SingleCellExperiment 1.8.0
The SingleCellExperiment
class is a light-weight container for single-cell genomics data.
It extends the RangedSummarizedExperiment
class and follows similar conventions,
i.e., rows should represent features (genes, transcripts, genomic regions) and columns should represent cells.
It provides methods for storing dimensionality reduction results and data for alternative feature sets (e.g., synthetic spike-in transcripts, antibody tags).
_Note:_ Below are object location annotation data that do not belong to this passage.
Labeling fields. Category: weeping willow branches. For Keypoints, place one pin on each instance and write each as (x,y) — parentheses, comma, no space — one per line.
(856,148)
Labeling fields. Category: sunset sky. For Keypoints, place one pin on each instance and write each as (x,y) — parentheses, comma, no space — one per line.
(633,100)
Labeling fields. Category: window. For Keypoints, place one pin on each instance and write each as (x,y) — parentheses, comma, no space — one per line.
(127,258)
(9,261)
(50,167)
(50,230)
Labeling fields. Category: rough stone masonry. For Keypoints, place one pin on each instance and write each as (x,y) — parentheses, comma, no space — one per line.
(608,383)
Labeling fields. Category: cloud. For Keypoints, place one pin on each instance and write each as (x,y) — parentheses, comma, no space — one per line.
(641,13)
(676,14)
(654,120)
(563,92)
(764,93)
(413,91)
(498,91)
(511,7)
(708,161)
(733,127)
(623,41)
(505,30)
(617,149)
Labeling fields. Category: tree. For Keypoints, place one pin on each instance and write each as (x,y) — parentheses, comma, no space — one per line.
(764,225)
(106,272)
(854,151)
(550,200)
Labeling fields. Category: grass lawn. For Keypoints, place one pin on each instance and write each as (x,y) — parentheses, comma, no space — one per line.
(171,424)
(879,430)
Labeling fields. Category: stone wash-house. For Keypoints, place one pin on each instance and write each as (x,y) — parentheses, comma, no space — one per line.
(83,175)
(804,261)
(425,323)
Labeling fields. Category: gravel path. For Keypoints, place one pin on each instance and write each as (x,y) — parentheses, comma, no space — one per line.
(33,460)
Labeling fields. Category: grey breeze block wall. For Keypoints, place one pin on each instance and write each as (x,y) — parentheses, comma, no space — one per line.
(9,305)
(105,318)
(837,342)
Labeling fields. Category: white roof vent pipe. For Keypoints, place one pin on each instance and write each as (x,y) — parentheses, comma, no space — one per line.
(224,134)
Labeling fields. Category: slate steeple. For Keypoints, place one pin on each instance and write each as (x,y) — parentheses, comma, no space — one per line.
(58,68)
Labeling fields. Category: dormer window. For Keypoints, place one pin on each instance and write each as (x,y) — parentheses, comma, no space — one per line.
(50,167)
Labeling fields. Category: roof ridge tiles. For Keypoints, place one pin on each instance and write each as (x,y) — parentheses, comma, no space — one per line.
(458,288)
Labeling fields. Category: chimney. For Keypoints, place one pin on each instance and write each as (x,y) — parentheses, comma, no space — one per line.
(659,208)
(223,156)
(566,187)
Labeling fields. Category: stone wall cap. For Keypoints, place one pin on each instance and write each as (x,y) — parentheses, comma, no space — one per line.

It is the central data structure for Bioconductor single-cell packages like scater and scran.
SingleCellExperiment
objects can be created via the constructor of the same name:
library(SingleCellExperiment)
counts <- matrix(rpois(100, lambda = 10), ncol=10, nrow=10)
sce <- SingleCellExperiment(assays = list(counts = counts))
sce
## class: SingleCellExperiment
## dim: 10 10
## metadata(0):
## assays(1): counts
## rownames: NULL
## rowData names(0):
## colnames: NULL
## colData names(0):
## reducedDimNames(0):
## spikeNames(0):
## altExpNames(0):
An alternative approach is via coercion from SummarizedExperiment
objects.
se <- SummarizedExperiment(list(counts=counts))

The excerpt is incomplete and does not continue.